Readers who enjoy engineering-focused sci-fi stories and tales where impossibly slow government bureaucracy and rapidly growing corporate greed intertwine should go get a copy of Hive immediately. This novel scratched the itch that drives so many of my favorite sci-fi stories—the interns building and innovating surveillance bots in the Netflix series Omniscient; a malfunction of so-called world class, indestructible machinery that we urgently need a very specific mastermind engineer to repair à la the TV series Snowpiercer; the “this is above you, don’t ask questions, do what you’re told” answers that curious, talented engineer Juliette disobeys in AppleTV+ series Silo —and to my delight, Hive does this all at once!
I would definitely recommend Hive to sci-fi lovers. It’s well worth pushing through the slower parts for the thrilling, twisty, highly engaging story that comes after. I will for sure be looking out for the sequel, for three main reasons: Firstly: I loved the in-depth science discussions and problem solving in the research bunker; Second: I am crossing my fingers for a queer romance between a scientist and the government official assigned to him; and, finally: Because of my fears about climate change and infrastructure collapse, I found the real-world measures Diego and his neighbors take and live with after grid collapse very informative. This book is listed as “Madders of Time: Book One” so readers who share my anticipation can look forward to a sequel!

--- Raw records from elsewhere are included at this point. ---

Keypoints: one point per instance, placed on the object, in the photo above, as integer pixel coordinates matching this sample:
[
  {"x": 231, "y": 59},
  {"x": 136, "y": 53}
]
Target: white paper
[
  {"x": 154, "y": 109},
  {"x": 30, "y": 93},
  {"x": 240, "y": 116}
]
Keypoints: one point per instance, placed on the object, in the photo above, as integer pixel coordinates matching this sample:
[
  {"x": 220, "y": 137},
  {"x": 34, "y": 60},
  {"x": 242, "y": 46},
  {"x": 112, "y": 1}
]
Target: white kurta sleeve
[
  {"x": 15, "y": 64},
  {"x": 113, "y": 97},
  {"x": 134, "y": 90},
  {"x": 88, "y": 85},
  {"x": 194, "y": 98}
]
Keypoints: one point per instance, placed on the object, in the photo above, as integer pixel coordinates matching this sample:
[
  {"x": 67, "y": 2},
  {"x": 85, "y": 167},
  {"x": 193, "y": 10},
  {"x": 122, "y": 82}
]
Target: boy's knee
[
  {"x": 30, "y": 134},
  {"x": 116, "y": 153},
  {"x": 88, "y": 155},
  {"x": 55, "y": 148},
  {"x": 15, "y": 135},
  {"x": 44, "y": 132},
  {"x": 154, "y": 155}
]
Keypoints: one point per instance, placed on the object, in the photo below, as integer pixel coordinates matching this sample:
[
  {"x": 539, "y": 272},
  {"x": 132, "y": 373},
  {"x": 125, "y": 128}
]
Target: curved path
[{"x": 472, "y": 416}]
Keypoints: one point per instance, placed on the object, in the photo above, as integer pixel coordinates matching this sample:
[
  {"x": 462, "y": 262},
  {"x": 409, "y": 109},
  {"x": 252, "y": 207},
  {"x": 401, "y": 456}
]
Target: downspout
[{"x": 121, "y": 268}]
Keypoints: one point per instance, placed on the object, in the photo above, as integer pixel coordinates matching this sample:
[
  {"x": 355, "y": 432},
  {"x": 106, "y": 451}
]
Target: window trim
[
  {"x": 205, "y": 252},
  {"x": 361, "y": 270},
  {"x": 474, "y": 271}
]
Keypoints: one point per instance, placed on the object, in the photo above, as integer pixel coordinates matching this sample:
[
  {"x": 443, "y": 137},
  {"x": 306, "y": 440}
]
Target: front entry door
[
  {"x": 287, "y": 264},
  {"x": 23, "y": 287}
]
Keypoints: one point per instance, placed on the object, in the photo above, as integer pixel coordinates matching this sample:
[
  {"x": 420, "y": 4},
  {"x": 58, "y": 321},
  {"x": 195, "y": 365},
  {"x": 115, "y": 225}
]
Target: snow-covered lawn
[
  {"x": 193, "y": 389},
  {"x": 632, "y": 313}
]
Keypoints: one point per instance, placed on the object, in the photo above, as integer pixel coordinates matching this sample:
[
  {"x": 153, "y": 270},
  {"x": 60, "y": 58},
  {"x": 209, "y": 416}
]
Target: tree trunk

I’m so impressed with the depth and diverse insights into multiple industries that author Orton has built into this story. She deserves praise for how much emotion is packed into each character’s experiences, true to the unruliness of human emotion even within a bland, bureaucratic system or a harrowing situation where survival is all we can risk thinking about.
Most remarkable about reading Hive is that my disinterest in ever putting this book down wasn’t motivated by a need to find out what happened next or whether they got the multiverse-machine working, but instead a longing to continue spending time with each of Hive’s characters, witnessing how they react to each dramatic change in their lives and how they interact with each other.
If you’re looking for your next sci-fi read, you can’t go wrong with this engineer-led, tech CEO-hating, near-future experience of dystopian daily life. You’ll meet people who are experts in their fields and discover how much can go wrong (and occasionally right, if our heroes are able to intervene) if we allow our planet to be ravaged by dangerously ambitious billionaires and greedy, oppressive governments who hoard resources for the elite.